Noncard Payments Gaining Toehold in Bank Channel

To better compete against alternative systems that have taken a bite from their interchange revenue, some financial companies are now testing noncard payment services.

SunTrust Banks Inc. began testing a service from Moneta Corp. in mid-October that lets customers pay for online purchases through the automated clearing house network.

Also in October, First Data Corp.'s Star PIN-debit network became the first to sign up for PayPal Inc.'s debit access service, which lets people fund their PayPal accounts with debit cards.

"There has always been a fairly sizable part of the population, for a variety of reasons, who are not comfortable using cards over the Internet to make purchases," Hugh Gallagher, SunTrust's senior vice president for deposit product management, said in an interview.

The Moneta partnership could help the Atlanta banking company generate additional revenue from checking accounts, he said.

SunTrust is offering Moneta's service to 75,000 customers who can link their bank accounts to Moneta and use the payment service to make purchases at participating online retailers. Moneta is offered by 24 merchants, and the company expects to add three more by yearend; its largest merchant client is Delta Air Lines Inc.

The banking company earns a percentage of Moneta's transaction fee; Gallagher would not say how much.

SunTrust's goal in testing an alternative payment system is "to be defensive and at least try to get a few pennies back," Steve Karp, SunTrust's executive vice president of enterprise payments strategy, said at the ATM, Debit & Prepaid Forum held in October by SourceMedia, publisher of American Banker.

Though credit and debit cards dominate the $170 billion e-commerce market, about 15% of online purchases are now made using noncard alternatives, according to Celent, a unit of Marsh & McLennan Cos. The research company estimated that the major card networks could lose about $345 million in volume to alternative-payments next year and about $1.7 billion in 2015.

Gallagher said SunTrust wants to find ways to make its accounts more useful to customers. "We want to remain as the primary financial relationship, and to do that we thought it was much better to offer a full suite of services, including an alternative payment," he said.

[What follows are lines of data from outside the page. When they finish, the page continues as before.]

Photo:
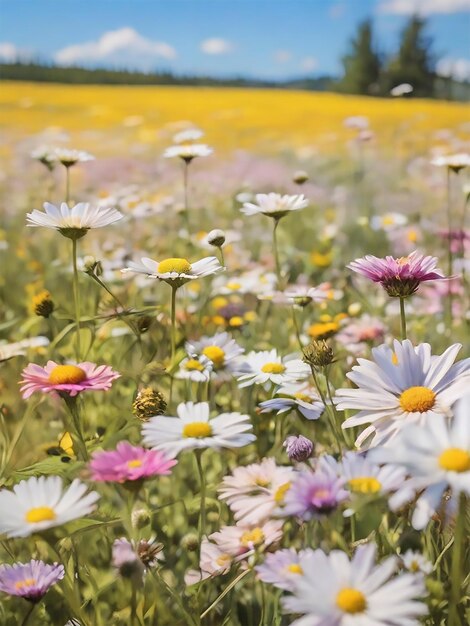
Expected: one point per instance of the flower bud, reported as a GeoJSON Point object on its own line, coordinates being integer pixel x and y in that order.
{"type": "Point", "coordinates": [149, 402]}
{"type": "Point", "coordinates": [298, 448]}
{"type": "Point", "coordinates": [216, 238]}
{"type": "Point", "coordinates": [43, 304]}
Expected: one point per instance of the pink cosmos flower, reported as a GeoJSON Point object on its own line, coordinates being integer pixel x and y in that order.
{"type": "Point", "coordinates": [68, 379]}
{"type": "Point", "coordinates": [30, 581]}
{"type": "Point", "coordinates": [399, 277]}
{"type": "Point", "coordinates": [128, 463]}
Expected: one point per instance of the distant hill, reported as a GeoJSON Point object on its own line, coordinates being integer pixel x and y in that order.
{"type": "Point", "coordinates": [445, 88]}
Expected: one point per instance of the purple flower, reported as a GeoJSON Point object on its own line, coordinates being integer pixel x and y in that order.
{"type": "Point", "coordinates": [30, 581]}
{"type": "Point", "coordinates": [128, 463]}
{"type": "Point", "coordinates": [313, 494]}
{"type": "Point", "coordinates": [399, 277]}
{"type": "Point", "coordinates": [298, 448]}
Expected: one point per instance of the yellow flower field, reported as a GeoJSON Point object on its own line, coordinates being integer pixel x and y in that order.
{"type": "Point", "coordinates": [269, 120]}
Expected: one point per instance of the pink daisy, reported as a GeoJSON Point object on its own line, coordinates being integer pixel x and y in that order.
{"type": "Point", "coordinates": [399, 277]}
{"type": "Point", "coordinates": [69, 379]}
{"type": "Point", "coordinates": [129, 462]}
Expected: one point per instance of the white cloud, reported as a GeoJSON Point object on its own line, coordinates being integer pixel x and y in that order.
{"type": "Point", "coordinates": [456, 68]}
{"type": "Point", "coordinates": [282, 56]}
{"type": "Point", "coordinates": [423, 7]}
{"type": "Point", "coordinates": [308, 64]}
{"type": "Point", "coordinates": [124, 46]}
{"type": "Point", "coordinates": [216, 45]}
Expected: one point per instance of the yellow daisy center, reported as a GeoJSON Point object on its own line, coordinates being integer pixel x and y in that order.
{"type": "Point", "coordinates": [193, 364]}
{"type": "Point", "coordinates": [364, 484]}
{"type": "Point", "coordinates": [40, 514]}
{"type": "Point", "coordinates": [27, 582]}
{"type": "Point", "coordinates": [215, 354]}
{"type": "Point", "coordinates": [67, 375]}
{"type": "Point", "coordinates": [455, 460]}
{"type": "Point", "coordinates": [281, 493]}
{"type": "Point", "coordinates": [197, 430]}
{"type": "Point", "coordinates": [252, 537]}
{"type": "Point", "coordinates": [417, 399]}
{"type": "Point", "coordinates": [351, 600]}
{"type": "Point", "coordinates": [273, 368]}
{"type": "Point", "coordinates": [180, 266]}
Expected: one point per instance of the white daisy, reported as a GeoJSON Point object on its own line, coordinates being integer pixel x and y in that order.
{"type": "Point", "coordinates": [175, 271]}
{"type": "Point", "coordinates": [73, 221]}
{"type": "Point", "coordinates": [260, 368]}
{"type": "Point", "coordinates": [274, 205]}
{"type": "Point", "coordinates": [255, 492]}
{"type": "Point", "coordinates": [70, 157]}
{"type": "Point", "coordinates": [39, 503]}
{"type": "Point", "coordinates": [188, 151]}
{"type": "Point", "coordinates": [194, 429]}
{"type": "Point", "coordinates": [302, 397]}
{"type": "Point", "coordinates": [195, 367]}
{"type": "Point", "coordinates": [436, 456]}
{"type": "Point", "coordinates": [401, 386]}
{"type": "Point", "coordinates": [222, 351]}
{"type": "Point", "coordinates": [334, 591]}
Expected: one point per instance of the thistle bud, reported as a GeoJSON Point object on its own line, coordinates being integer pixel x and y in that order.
{"type": "Point", "coordinates": [43, 304]}
{"type": "Point", "coordinates": [149, 402]}
{"type": "Point", "coordinates": [216, 238]}
{"type": "Point", "coordinates": [300, 177]}
{"type": "Point", "coordinates": [318, 354]}
{"type": "Point", "coordinates": [298, 448]}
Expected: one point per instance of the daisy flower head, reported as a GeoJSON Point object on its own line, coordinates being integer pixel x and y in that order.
{"type": "Point", "coordinates": [403, 385]}
{"type": "Point", "coordinates": [302, 397]}
{"type": "Point", "coordinates": [188, 151]}
{"type": "Point", "coordinates": [454, 162]}
{"type": "Point", "coordinates": [176, 271]}
{"type": "Point", "coordinates": [30, 581]}
{"type": "Point", "coordinates": [256, 492]}
{"type": "Point", "coordinates": [39, 503]}
{"type": "Point", "coordinates": [196, 368]}
{"type": "Point", "coordinates": [357, 592]}
{"type": "Point", "coordinates": [66, 379]}
{"type": "Point", "coordinates": [436, 456]}
{"type": "Point", "coordinates": [274, 205]}
{"type": "Point", "coordinates": [282, 568]}
{"type": "Point", "coordinates": [314, 494]}
{"type": "Point", "coordinates": [243, 540]}
{"type": "Point", "coordinates": [221, 350]}
{"type": "Point", "coordinates": [129, 463]}
{"type": "Point", "coordinates": [73, 221]}
{"type": "Point", "coordinates": [70, 157]}
{"type": "Point", "coordinates": [399, 277]}
{"type": "Point", "coordinates": [193, 428]}
{"type": "Point", "coordinates": [261, 368]}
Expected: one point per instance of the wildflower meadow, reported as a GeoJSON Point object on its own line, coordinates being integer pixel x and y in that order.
{"type": "Point", "coordinates": [234, 367]}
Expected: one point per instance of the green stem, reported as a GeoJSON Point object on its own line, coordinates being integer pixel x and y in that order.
{"type": "Point", "coordinates": [202, 481]}
{"type": "Point", "coordinates": [67, 185]}
{"type": "Point", "coordinates": [403, 318]}
{"type": "Point", "coordinates": [28, 615]}
{"type": "Point", "coordinates": [76, 299]}
{"type": "Point", "coordinates": [173, 324]}
{"type": "Point", "coordinates": [456, 568]}
{"type": "Point", "coordinates": [276, 254]}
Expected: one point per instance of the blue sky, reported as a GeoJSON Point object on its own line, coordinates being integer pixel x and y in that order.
{"type": "Point", "coordinates": [264, 38]}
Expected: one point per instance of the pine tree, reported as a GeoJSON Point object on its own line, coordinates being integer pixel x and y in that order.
{"type": "Point", "coordinates": [414, 62]}
{"type": "Point", "coordinates": [362, 65]}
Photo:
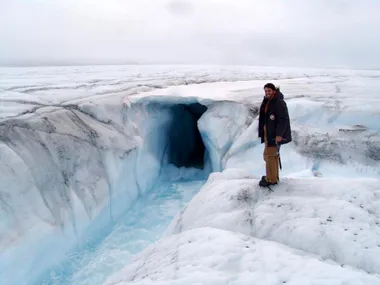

Some banks have been reluctant to evaluate alternative payments, fearing that the services would cut into interchange revenue, but Karp said that financial companies need not worry about "cannibalizing" their card operations because the different payment types typically attract different sets of customers.

"There is always going to be the card guy in the room who will say [alternative payments] are taking transactions away from cards," he said, but according to SunTrust's internal research, "that's just not the case."

SunTrust began evaluating alternative payments after it became clear that services such as eBay Inc.'s PayPal and Google Inc.'s Checkout were competitive threats to its debit card revenue, Gallagher said. The company was also motivated by the grim economy and new regulations for payment cards that could reduce revenue.

The SunTrust endorsement is helping Moneta position itself as a bank-friendly alternative payment method, said Guido Sacchi, the Atlanta payment company's chief executive. Banks are "searching for alternative-revenue models, specifically ones that center around the DDA relationship," he said.

However, alternative services still must prove their worth, said Red Gillen, a senior analyst at Celent. "The challenge, both to consumers and merchants, is, why are they better than PayPal?" he said. "Wherever Moneta goes, PayPal would have preceded it."

PayPal also wants to collaborate more with banks, according to Sanjeev Kriplani, a PayPal senior director and general manager. The San Jose company's Debit Access service, introduced in October, lets people link their debit cards to the online payment system.

Banks that use the Star debit network, a unit of Kohlberg Kravis Roberts & Co.'s First Data, can offer the feature to their customers. The Star agreement is "a way for banks to participate in online transactions," Kriplani said. "We want to increasingly partner with the banking community."